Investigating cytotoxic and inflammatory human IL-7 receptor low effector memory CD8+ T cells in lupus.

Abstract

Background: This study aims to interrogate the implications of CD8⁺ T cells in lupus by examining CD8⁺ T cell heterogeneity and assessing the significance of this heterogeneity in promoting inflammation and tissue damage.

Methods: Our own and publicly available RNA-seq and microarray data from the peripheral blood and kidney tissues of patients with lupus were analysed. Imaging Mass Cytometry (IMC) analysis of immune cells was conducted in lupus and normal kidney tissues. The effects of CD8⁺ T cell subsets on neutrophils were evaluated ex vivo.

Findings: Our scRNA-seq analysis showed an accumulation of effector memory (EM) CD8⁺ T cell subsets that expressed low levels of the IL7 receptor gene (IL7R^low) but high levels of effector molecule genes, including GZMB, GZMK, PRF1, and GNLY, in the peripheral blood and kidneys of patients with lupus. CD8⁺ T cell infiltrations and cytotoxic molecule expression in lupus kidney tissues were associated with treatment outcomes, as determined by IMC. The gene signatures of IL7R^low CD8⁺ T cell subsets correlated with type I IFN gene signature in the peripheral blood of paediatric and adult patients with lupus. IL7R^low EM CD8⁺ T cells induced neutrophil extracellular trap (NET), a key inflammatory pathway in lupus pathogenesis, dependently of TNF-α and IFN-γ.

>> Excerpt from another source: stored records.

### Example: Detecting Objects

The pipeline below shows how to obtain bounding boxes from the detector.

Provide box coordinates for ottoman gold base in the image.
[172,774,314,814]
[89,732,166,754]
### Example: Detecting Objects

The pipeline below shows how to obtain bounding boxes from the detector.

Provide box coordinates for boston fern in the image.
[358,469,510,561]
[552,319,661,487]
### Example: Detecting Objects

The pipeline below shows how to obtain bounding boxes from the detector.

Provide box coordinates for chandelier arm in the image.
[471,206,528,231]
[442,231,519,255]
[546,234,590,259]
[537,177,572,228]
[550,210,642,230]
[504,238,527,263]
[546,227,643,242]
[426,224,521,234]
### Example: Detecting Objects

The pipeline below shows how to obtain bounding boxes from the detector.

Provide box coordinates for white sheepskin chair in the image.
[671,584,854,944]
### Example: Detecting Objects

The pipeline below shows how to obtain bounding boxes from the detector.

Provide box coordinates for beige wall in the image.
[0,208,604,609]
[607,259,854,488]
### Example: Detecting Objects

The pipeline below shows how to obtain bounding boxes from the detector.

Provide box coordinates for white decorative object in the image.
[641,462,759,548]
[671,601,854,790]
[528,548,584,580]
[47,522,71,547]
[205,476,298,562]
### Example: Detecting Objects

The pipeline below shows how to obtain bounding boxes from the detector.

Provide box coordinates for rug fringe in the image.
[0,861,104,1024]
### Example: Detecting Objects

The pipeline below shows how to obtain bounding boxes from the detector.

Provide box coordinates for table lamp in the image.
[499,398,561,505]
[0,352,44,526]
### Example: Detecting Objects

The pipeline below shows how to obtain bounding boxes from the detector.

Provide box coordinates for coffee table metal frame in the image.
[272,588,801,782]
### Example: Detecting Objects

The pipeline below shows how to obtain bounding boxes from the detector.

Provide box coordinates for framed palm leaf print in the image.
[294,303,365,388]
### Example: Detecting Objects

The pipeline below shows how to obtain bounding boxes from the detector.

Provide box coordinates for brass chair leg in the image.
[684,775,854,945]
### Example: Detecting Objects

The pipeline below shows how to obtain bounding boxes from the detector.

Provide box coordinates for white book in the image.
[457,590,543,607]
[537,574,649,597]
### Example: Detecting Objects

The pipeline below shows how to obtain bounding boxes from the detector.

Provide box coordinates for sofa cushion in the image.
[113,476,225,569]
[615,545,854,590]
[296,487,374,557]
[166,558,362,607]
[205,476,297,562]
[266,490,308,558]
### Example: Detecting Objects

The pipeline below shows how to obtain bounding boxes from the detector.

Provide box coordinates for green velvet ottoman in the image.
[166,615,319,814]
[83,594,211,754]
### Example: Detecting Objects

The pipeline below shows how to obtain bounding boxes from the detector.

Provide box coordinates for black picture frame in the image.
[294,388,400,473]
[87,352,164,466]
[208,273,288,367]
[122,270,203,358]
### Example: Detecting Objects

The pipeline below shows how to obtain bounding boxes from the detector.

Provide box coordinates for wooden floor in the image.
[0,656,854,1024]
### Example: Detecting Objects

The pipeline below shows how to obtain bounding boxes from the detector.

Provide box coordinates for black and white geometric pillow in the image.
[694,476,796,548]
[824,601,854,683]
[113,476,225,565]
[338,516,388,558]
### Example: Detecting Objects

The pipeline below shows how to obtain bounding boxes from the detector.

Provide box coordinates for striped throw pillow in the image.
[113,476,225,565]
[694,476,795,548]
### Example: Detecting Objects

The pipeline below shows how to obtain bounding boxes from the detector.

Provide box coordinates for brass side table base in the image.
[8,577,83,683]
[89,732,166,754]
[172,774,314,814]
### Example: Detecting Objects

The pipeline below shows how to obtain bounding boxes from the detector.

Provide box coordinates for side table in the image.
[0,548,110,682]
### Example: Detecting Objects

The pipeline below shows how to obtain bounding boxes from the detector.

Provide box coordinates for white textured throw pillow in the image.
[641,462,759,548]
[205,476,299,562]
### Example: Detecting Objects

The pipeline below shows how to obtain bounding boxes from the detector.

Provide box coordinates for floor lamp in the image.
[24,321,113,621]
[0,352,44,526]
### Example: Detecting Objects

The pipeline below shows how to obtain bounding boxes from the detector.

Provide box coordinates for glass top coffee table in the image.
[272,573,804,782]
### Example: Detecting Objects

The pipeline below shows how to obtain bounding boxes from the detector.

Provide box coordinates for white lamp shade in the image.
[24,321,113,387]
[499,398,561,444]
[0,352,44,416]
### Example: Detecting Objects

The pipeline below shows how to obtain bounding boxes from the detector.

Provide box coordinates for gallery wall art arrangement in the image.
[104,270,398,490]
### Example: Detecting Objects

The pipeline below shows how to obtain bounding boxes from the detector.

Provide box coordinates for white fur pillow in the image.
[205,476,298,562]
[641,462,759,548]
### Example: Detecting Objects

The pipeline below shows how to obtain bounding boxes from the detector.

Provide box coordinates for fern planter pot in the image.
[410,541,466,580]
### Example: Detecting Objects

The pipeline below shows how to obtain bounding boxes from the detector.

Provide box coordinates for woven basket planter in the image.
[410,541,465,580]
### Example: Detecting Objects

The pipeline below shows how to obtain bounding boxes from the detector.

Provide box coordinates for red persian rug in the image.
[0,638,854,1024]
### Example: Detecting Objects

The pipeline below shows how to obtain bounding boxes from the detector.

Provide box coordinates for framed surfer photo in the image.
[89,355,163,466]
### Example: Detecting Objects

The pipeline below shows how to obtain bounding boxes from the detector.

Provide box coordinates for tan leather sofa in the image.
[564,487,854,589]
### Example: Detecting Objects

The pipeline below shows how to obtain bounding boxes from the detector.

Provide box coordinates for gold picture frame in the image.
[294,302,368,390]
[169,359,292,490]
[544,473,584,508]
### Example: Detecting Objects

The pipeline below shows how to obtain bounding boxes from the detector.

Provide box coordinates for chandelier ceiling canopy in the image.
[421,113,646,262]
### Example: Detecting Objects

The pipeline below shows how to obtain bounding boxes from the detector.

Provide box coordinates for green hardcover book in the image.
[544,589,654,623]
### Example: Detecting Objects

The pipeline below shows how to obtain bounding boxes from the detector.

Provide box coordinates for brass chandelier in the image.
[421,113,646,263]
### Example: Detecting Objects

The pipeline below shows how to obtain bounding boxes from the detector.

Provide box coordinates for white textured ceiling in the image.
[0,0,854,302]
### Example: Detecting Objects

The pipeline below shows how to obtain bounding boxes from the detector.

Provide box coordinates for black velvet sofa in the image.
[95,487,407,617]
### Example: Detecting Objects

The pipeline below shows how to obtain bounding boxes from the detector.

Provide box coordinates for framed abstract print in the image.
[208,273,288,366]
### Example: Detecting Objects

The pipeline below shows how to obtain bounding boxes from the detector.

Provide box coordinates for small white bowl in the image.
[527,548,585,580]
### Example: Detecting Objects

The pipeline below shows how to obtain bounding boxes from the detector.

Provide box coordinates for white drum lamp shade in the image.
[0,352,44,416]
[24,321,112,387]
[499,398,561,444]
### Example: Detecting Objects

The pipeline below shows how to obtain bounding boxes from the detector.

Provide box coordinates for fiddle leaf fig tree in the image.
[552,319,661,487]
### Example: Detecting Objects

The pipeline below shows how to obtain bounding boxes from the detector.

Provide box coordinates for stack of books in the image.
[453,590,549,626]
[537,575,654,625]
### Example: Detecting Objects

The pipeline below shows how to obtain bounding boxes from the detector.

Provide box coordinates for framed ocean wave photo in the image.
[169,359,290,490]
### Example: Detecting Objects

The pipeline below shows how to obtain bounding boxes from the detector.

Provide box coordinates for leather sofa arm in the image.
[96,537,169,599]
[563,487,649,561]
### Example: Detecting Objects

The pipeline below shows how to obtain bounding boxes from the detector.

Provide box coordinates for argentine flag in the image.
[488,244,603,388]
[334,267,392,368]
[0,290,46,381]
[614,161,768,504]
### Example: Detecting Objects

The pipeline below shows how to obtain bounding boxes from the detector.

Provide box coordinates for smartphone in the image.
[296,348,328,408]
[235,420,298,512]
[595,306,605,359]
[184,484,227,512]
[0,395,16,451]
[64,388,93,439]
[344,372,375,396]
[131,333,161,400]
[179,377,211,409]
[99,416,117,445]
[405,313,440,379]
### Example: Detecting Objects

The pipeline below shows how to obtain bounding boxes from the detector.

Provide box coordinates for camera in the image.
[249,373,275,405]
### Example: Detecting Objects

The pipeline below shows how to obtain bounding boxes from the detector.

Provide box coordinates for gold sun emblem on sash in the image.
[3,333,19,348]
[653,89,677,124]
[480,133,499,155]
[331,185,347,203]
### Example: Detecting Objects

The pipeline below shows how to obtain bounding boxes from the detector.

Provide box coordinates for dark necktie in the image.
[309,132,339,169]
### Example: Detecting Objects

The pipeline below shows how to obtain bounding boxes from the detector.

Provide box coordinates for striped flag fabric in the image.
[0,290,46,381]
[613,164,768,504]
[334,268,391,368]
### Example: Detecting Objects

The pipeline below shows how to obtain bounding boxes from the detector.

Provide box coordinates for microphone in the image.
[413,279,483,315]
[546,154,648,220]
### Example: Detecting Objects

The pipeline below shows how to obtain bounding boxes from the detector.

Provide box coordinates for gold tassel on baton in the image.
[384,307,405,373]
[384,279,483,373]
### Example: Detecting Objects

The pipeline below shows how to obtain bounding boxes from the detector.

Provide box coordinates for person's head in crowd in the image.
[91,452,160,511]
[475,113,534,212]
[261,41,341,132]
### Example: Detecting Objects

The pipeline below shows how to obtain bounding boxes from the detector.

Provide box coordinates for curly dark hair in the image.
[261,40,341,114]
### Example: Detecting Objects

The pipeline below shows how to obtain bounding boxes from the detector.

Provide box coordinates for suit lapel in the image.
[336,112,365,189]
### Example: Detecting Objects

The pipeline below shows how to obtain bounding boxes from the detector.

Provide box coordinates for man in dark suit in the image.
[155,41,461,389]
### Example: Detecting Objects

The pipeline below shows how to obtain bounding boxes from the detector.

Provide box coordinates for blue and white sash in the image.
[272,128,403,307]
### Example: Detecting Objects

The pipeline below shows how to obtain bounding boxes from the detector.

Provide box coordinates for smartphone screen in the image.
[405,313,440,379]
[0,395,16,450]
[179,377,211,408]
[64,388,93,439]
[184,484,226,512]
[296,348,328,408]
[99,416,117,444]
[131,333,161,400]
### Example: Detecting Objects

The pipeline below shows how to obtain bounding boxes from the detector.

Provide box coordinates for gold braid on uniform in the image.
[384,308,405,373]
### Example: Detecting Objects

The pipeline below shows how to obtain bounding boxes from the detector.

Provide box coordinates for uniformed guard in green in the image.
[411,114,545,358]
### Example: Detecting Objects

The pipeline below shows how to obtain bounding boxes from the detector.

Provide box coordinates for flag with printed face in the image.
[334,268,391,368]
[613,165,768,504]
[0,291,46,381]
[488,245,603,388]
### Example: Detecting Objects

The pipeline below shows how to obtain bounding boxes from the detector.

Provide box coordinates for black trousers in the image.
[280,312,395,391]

Interpretation: Our study provides insights into lupus pathogenesis by demonstrating the clinical and biological implications of cytotoxic and inflammatory IL7R^low EM CD8⁺ T cell accumulation in lupus. This raises the prospect of therapeutic targets aimed at such CD8⁺ T cells.

Funding: Basic Science Research Program through the National Research Foundation of Korea (NRF) funded by the Ministry of Education (RS-2023-00249,430) as well as by the National Institutes of Health (1R01AR082203 and 2RF1AG056728 to IK, 5T32AR007107 to LO and JPY) and the Rheumatology Research Foundation (to IK).